カエタノは、1946年に設立されたポルトガルの大手バス製造業者でです。同社製品は世界各国に輸出されており、空港バスのマーケットリーダーである「COBUS」ブランドのバスも製造しています。
2015年からは電動バスの販売を開始し、再生可能エネルギーを使用し、汚染が少なく、都市部での騒音を最小限に抑えるバスを作ることで、持続可能な社会への貢献を目指しています。2014年、世界初の空港専用の100%電動バス「e.Cobus」を公開しました。現在、さらに2種類の電動バスを発売しています。2016年に発表した「e.City Gold」は、都市部向けの100%電動バスです。また、カエタノは現在、トヨタ自動車と共に燃料電池バスの開発を積極的に推進(「H2.City Gold」)。さらに、空港バスを中心に自動運転の導入にも取り組むなど、次世代への挑戦を進めています。
三井物産は、1947年に設立された金属資源、エネルギー、機械・インフラ、化学品、鉄鋼製品、食品などを扱う大手総合商社です。
三井物産は、「世界中の未来をつくる」というミッションのもと、持続可能な社会の発展と地球規模の課題の解決に貢献することを目指しています。三井物産は国内外のESG投資指数に選定されるなど、サステナビリティへの取組みは数え切れないほど社会から評価されています。三井物産は、よりクリーンで環境に優しい社会への鍵が電気自動車はであると捉えています。
現在、欧州や中国を中心に、世界中で電気自動車の普及が急速に進んでいます。特に電動バスには公共交通ソリューションの中心的な役割を担っていくことが期待されており、大きな飛躍が予想されています。三井物産のネットワークを活用することで、カエタノの技術力をいっそう強化すると同時に、新たな市場への進出を加速し、事業の壁をこえたビジネスの可能性をも広げることができるという魅力から、三井物産からのカエタノへの投資は、2016年から検討が開始されました。
公共交通機関であるバスは、自家用車に比べて利用頻度が非常に高く、環境面や経済面でのメリットが明確であることから、電動化のメリットが大きいです。今後都市のスマート化が進んでいく上で、グリーンな公共交通機関として中心的な役割を果たしていくことが期待されており、さらにカエタノは次世代への挑戦にも積極的に取り組んでいることから、未来へのポテンシャルを強く感じ、出資参画が決まりました。現在、カエタノバスの5人の取締役のうち2人が三井物産出身であり、新たなビジネス開発に共に挑んでいます。

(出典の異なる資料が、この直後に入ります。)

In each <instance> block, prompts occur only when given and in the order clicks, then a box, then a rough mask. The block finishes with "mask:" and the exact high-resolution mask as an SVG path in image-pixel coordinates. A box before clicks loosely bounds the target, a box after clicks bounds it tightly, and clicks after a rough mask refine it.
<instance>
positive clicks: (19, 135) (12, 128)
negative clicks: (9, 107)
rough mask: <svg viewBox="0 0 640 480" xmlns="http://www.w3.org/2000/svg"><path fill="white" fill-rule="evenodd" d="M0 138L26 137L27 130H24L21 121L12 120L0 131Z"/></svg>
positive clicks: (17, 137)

三井物産は、自社のグローバルネットワークを活かすことで、カエタノの電動バスの拡販を進め、欧州はもちろんアジア市場にまで進出し、両社の共通目標である持続可能な脱炭素社会の実現を目指しています。
カエタノの世界展開の一例として、2019年7月、カエタノはロンドンの路線バスに採用が決定しました。他社との熾烈な競争を勝ち抜き、2つの路線向けに、シングルデッカー電動バス「e.City Gold」34台の受注を勝ち取りました。入札にあたっては、三井物産のパートナーであり、ヨーロッパ全土で公共交通事業を展開するAbellio UK社と共同で手がけました。三井物産は現在、同社と共に英国の2つの地域で列車のフランチャイズを運営。そのノウハウを活かしていきます。また、カエタノの電動バス用電池システムは同じく三井物産の出資先であるフランスのForsee Power社が提供。ここでも私たちのネットワークが活かされています。同バスは、2020年3月からロンドンの街で運行を開始しました。
世界のアイドルであるロンドンの赤いバス、というシンボリックなを存在に選ばれたことは、カエタノ・三井物産双方のイメージアップに大きく繋がりました。
この成功は、カエタノの次の目標である世界への輸出を後押しすることになるでしょう。現在、欧州の大都市の多くは路線バスの電動化を進める方針を打ち出しており、カエタノが飛躍的な成長を遂げるチャンスが広がっています。
また、英国や日本と同様に左側通行のインド、シンガポール、インドネシア、マレーシア、タイなど、アジア諸国も潜在的な市場と言え、その目線はまさに世界中に向けられています。